Praying – AdventPhotos (2015#23)

22 12 2015

Traditions are a big part of the Advent and Christmas seasons. Certain practices, foods, decorations – any number of things that mark this time of the year. Those things that it seems like the season would be incomplete without. I do think however, that some traditions, some touch-points are bigger and go beyond this one season of the year.  
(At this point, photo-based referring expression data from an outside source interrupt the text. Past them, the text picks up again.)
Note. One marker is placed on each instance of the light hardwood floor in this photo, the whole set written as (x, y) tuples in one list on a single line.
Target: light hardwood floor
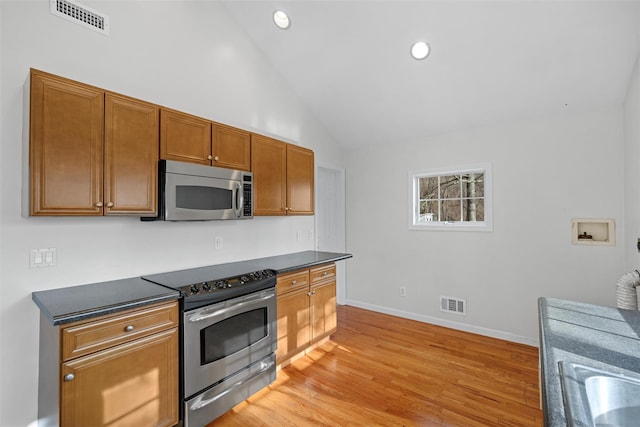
[(381, 370)]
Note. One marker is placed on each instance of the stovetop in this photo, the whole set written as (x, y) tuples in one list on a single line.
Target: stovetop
[(211, 284)]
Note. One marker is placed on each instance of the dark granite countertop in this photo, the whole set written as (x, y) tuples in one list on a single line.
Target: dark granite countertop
[(295, 261), (75, 303), (600, 337)]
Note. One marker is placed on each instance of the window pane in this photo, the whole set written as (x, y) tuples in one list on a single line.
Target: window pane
[(473, 185), (450, 186), (428, 210), (429, 187), (450, 210), (473, 209)]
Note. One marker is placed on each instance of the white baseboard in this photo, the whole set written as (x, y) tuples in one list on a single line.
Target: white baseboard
[(446, 323)]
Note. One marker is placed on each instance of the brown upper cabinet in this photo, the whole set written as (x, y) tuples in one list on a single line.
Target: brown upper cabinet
[(283, 177), (91, 152), (231, 147), (192, 139), (184, 137)]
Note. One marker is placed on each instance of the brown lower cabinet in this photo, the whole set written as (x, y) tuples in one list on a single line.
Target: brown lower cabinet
[(92, 152), (306, 310), (118, 370)]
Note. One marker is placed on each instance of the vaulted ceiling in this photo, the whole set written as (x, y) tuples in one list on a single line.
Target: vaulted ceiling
[(490, 61)]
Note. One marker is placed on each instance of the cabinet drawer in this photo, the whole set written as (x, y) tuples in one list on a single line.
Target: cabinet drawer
[(292, 281), (323, 272), (88, 337)]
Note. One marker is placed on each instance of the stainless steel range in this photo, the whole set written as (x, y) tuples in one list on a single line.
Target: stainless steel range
[(229, 336)]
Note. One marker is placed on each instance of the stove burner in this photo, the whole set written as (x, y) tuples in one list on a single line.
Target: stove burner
[(212, 286), (207, 285)]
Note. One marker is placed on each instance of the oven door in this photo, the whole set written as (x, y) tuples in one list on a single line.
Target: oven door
[(223, 338)]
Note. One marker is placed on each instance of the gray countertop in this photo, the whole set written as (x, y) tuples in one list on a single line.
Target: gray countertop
[(601, 337), (81, 302), (75, 303)]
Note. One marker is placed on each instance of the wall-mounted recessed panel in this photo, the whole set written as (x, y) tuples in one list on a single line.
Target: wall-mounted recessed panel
[(593, 231)]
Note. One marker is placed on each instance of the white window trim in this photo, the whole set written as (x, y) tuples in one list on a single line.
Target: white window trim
[(486, 225)]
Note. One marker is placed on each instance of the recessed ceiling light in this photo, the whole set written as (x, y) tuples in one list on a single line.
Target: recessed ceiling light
[(281, 19), (420, 50)]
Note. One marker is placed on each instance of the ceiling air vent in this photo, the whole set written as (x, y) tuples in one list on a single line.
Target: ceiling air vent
[(453, 305), (82, 15)]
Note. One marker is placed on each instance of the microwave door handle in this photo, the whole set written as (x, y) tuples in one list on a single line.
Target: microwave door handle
[(239, 199)]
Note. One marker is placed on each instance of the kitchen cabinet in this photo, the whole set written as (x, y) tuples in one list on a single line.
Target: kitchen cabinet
[(91, 152), (184, 137), (113, 370), (192, 139), (306, 310), (283, 176), (231, 147), (131, 156)]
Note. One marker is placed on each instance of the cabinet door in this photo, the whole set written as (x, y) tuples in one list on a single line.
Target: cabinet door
[(268, 164), (130, 385), (66, 140), (231, 148), (293, 324), (184, 137), (131, 156), (300, 173), (323, 310)]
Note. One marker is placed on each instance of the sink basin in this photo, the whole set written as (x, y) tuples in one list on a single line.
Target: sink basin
[(599, 398)]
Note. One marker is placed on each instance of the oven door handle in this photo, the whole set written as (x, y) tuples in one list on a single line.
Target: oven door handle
[(207, 314), (203, 401)]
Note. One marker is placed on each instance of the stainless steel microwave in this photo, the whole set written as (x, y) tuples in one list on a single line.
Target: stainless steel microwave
[(191, 192)]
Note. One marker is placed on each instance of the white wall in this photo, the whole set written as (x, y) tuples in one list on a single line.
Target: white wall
[(186, 55), (545, 171), (632, 169)]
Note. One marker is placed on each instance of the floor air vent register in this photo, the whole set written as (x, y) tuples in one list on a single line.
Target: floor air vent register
[(453, 305), (79, 14)]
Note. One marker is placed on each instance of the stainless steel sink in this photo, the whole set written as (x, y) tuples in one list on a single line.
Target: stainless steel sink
[(598, 398)]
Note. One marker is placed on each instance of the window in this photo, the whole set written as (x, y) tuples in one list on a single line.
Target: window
[(451, 199)]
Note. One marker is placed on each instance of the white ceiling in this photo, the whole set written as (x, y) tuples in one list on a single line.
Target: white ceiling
[(490, 61)]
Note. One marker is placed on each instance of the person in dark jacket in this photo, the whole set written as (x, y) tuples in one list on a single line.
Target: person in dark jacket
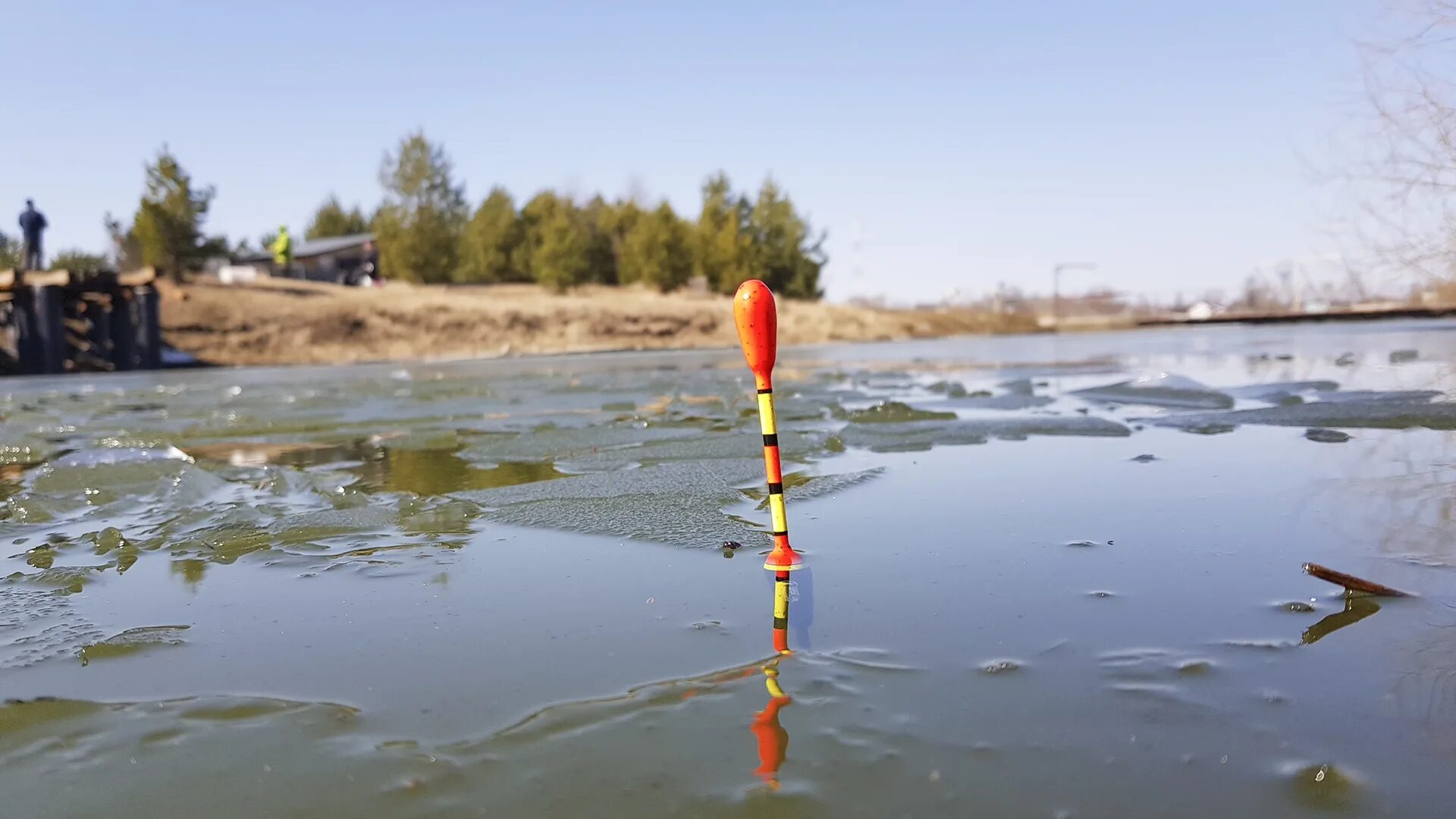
[(33, 223)]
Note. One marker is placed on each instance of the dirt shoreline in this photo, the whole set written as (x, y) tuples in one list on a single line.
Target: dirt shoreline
[(300, 322)]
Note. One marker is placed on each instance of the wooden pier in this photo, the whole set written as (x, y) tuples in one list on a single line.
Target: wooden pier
[(71, 322)]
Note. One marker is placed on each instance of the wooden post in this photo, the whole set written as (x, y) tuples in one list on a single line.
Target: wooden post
[(123, 330), (147, 328), (42, 331)]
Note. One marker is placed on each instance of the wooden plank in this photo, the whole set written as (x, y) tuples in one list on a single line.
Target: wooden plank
[(137, 278), (47, 279), (1350, 582)]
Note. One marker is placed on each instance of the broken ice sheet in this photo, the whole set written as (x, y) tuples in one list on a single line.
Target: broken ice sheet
[(1161, 390)]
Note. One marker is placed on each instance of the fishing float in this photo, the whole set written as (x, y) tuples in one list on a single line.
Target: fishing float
[(758, 321)]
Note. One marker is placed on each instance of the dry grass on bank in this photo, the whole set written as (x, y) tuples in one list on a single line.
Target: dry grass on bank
[(296, 322)]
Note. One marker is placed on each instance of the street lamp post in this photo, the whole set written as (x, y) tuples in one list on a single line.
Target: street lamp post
[(1056, 287)]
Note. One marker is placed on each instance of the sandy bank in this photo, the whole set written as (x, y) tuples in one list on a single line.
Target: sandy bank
[(297, 322)]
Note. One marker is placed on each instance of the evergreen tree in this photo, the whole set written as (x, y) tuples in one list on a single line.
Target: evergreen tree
[(563, 254), (601, 221), (9, 253), (332, 221), (657, 251), (721, 240), (424, 213), (168, 226), (494, 242), (783, 251)]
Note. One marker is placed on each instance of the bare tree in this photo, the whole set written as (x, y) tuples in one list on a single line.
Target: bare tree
[(1405, 175)]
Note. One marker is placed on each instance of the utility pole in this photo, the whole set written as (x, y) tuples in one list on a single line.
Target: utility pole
[(1056, 287)]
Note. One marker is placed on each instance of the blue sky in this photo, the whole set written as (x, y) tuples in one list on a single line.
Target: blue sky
[(941, 145)]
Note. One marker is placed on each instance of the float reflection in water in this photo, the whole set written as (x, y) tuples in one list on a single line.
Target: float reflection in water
[(774, 738)]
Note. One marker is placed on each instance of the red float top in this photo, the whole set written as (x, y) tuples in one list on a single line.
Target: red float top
[(758, 319)]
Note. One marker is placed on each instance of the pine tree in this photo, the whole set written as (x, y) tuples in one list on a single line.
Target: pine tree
[(424, 213), (783, 251), (563, 257), (168, 226), (721, 241), (494, 242), (657, 251)]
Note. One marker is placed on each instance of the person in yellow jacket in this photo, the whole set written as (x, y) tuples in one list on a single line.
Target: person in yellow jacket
[(283, 251)]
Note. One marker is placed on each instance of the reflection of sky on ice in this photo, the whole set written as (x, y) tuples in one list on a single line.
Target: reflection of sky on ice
[(421, 589)]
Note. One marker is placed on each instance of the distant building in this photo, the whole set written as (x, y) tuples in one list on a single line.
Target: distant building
[(1203, 311), (337, 259)]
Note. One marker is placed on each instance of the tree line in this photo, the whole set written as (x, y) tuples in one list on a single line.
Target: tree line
[(427, 231)]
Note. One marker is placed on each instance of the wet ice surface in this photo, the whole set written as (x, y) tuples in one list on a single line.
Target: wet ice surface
[(500, 589)]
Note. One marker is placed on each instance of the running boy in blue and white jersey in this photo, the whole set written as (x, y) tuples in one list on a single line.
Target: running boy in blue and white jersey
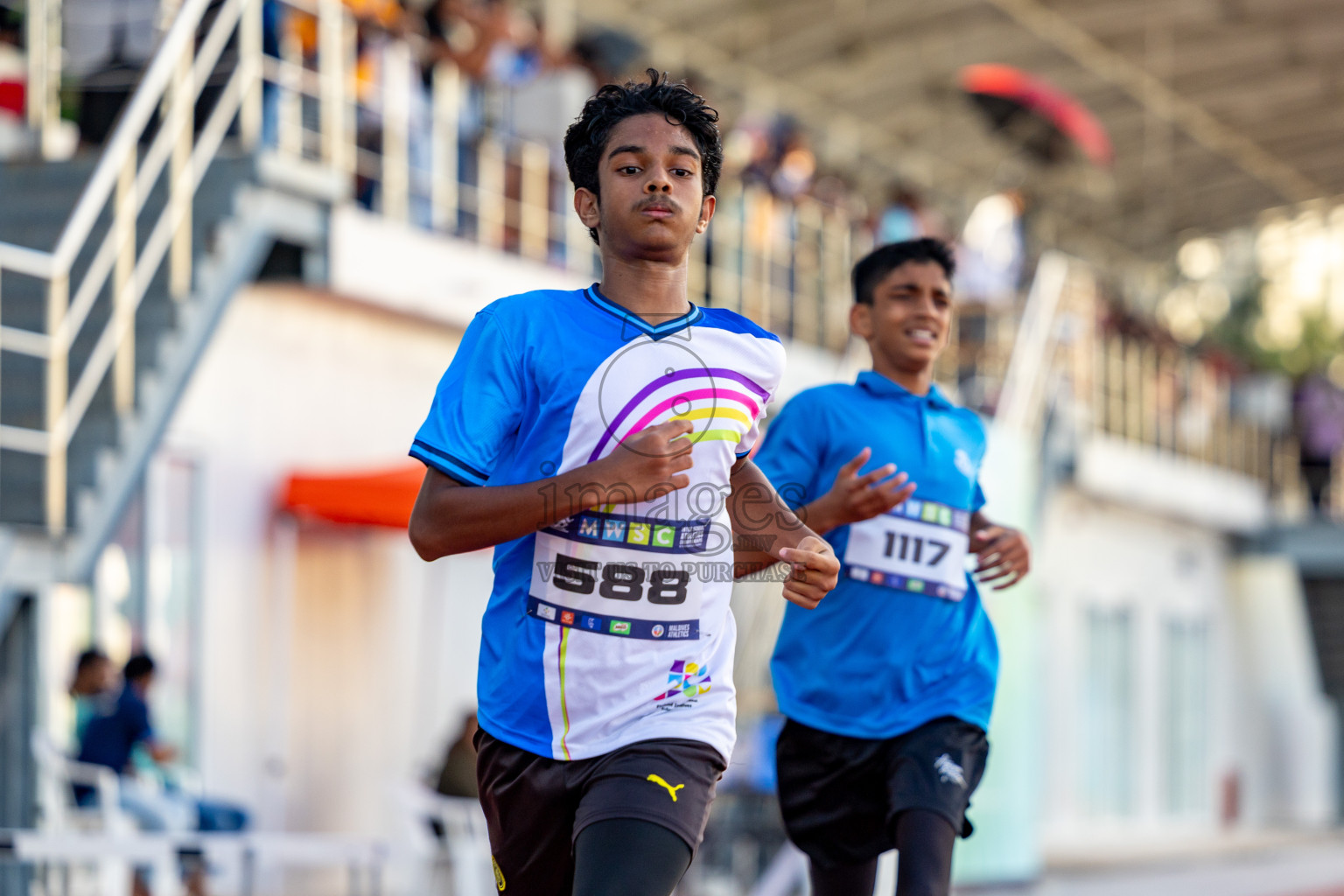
[(594, 436), (887, 687)]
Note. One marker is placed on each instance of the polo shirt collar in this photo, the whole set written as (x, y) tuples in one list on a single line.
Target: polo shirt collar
[(878, 384)]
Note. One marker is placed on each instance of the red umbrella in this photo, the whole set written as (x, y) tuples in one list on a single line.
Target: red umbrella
[(1042, 116)]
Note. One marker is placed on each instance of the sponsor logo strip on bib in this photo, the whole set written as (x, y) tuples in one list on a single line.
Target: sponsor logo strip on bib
[(612, 574), (647, 629), (657, 536), (918, 547)]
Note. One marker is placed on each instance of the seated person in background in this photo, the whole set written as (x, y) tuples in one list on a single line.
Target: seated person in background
[(92, 685), (109, 740)]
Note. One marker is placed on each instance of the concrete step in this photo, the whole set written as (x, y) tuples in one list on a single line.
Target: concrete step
[(38, 199)]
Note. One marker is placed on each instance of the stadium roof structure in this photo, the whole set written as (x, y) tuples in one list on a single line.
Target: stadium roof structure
[(1218, 109)]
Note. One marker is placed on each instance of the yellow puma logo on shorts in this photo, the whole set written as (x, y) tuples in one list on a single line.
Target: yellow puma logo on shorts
[(663, 783)]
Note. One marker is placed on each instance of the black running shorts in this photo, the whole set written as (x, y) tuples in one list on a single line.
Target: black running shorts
[(840, 795), (536, 806)]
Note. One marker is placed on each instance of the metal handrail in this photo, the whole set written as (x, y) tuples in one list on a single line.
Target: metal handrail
[(173, 80)]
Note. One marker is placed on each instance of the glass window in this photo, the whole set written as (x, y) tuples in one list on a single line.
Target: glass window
[(1186, 650), (1108, 713)]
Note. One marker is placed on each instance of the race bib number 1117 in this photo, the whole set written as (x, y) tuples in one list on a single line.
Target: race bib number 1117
[(920, 547)]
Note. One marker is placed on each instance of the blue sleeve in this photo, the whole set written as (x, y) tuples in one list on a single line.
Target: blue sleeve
[(478, 404), (790, 453)]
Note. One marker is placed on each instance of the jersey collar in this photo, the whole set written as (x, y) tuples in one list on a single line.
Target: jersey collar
[(878, 384), (656, 332)]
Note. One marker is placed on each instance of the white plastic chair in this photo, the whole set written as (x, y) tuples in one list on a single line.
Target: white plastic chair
[(57, 778)]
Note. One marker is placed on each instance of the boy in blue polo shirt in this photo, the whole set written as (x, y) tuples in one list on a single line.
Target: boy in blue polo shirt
[(887, 685)]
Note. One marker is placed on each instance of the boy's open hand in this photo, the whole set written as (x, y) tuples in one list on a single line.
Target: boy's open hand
[(854, 497), (1004, 555), (815, 571), (648, 459)]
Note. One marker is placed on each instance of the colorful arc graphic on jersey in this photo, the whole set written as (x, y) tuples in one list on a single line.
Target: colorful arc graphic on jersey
[(711, 388)]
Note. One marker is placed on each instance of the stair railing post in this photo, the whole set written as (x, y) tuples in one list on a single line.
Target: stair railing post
[(58, 384), (578, 242), (122, 291), (290, 125), (489, 192), (534, 200), (446, 103), (396, 110), (248, 57), (180, 185), (332, 80), (46, 101)]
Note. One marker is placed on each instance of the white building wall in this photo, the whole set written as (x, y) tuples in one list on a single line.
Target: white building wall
[(298, 381), (1100, 557)]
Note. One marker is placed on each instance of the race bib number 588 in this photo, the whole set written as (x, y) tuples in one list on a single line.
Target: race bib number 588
[(619, 575), (918, 547)]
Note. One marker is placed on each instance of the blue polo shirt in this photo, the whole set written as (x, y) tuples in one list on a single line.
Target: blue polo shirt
[(879, 660)]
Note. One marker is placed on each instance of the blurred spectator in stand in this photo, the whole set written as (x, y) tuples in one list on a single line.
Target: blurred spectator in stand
[(92, 685), (906, 216), (794, 164), (608, 55), (458, 775), (14, 82), (1320, 426), (112, 738), (990, 254), (108, 45)]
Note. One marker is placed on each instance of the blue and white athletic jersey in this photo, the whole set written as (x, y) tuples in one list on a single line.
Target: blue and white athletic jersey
[(611, 626), (903, 639)]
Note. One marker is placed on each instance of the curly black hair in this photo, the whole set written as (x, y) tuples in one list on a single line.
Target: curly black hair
[(883, 260), (588, 136)]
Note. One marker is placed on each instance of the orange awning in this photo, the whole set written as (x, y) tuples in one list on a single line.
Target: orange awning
[(379, 497)]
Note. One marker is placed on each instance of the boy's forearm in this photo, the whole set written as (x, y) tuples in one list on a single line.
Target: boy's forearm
[(762, 524), (451, 517)]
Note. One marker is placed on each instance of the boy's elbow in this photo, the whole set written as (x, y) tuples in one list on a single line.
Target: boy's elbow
[(423, 540)]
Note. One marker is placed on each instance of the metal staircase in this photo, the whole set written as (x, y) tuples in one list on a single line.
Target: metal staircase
[(113, 274)]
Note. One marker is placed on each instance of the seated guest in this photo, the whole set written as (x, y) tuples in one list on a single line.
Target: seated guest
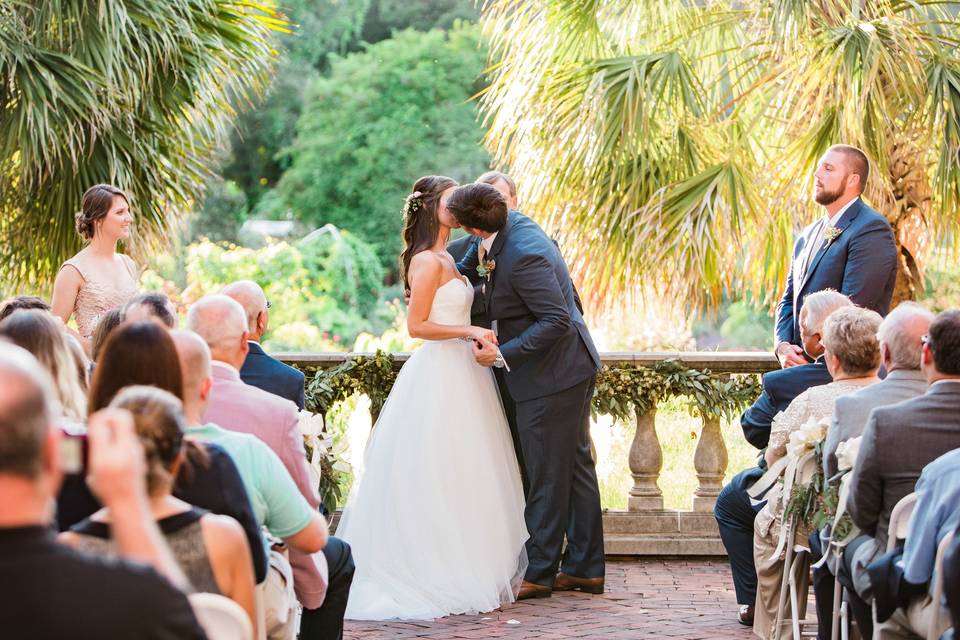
[(276, 500), (210, 549), (852, 354), (42, 335), (151, 306), (259, 369), (899, 335), (936, 514), (50, 591), (143, 353), (236, 406), (734, 510), (898, 442), (105, 325), (21, 303)]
One of my earliest recollections of spiritual life is the memory of family prayer. My parents would begin each day with a time of audible prayer. They would kneel at the couch and chair in the living room, and simultaneously pray aloud for probably 5 minutes or so. Lifting their praises and their petitions; interceding for various family, friends, church members, and always my brother Jason and I. When you’re a toddler, that seems like it takes approximately 14 hours. Jason would wait for them to start, and promptly sneak into the other room to play with the kitchen set. Morning family prayer was very much a tradition (or discipline in church-speak) in our home. The day felt weird, incomplete without that as the starting point. Once I became a patent myself, I knew one thing for sure; I knew that I wanted my kids to hear me praying for them at the start of each day. Not just telling them that I was praying for them, but making sure they heard the conversations I was having with God on their behalf. I knew how important it was, because I know how often as an adult I cling to the awareness that I have been prayed for, by name, this morning! I know it, because I heard it, every morning, for twenty years. And so, I prayed for my girls, at the start of the day, and I made them listen. I have to confess, there were some mornings, trying to juggle 5 people out the door, that it felt like I was stripping some gears to stop the madness, settle my spirit, and stand in the place of intercession before God. More than once, I had to apologize. The girls don’t hear me pray for them every morning anymore, but I hope they hold fast to the knowledge that I do. I hope they have taken into their adult lives the understanding that through prayer our heart, mind, emotions, schedule, relationships, needs, wants; our life, is brought to a place of surrendered preparation for the presence of our abiding Savior. I hope this tradition extends well beyond a block of days on the calendar, and is in fact, the way we prepare for every day of this life we are blessed to live.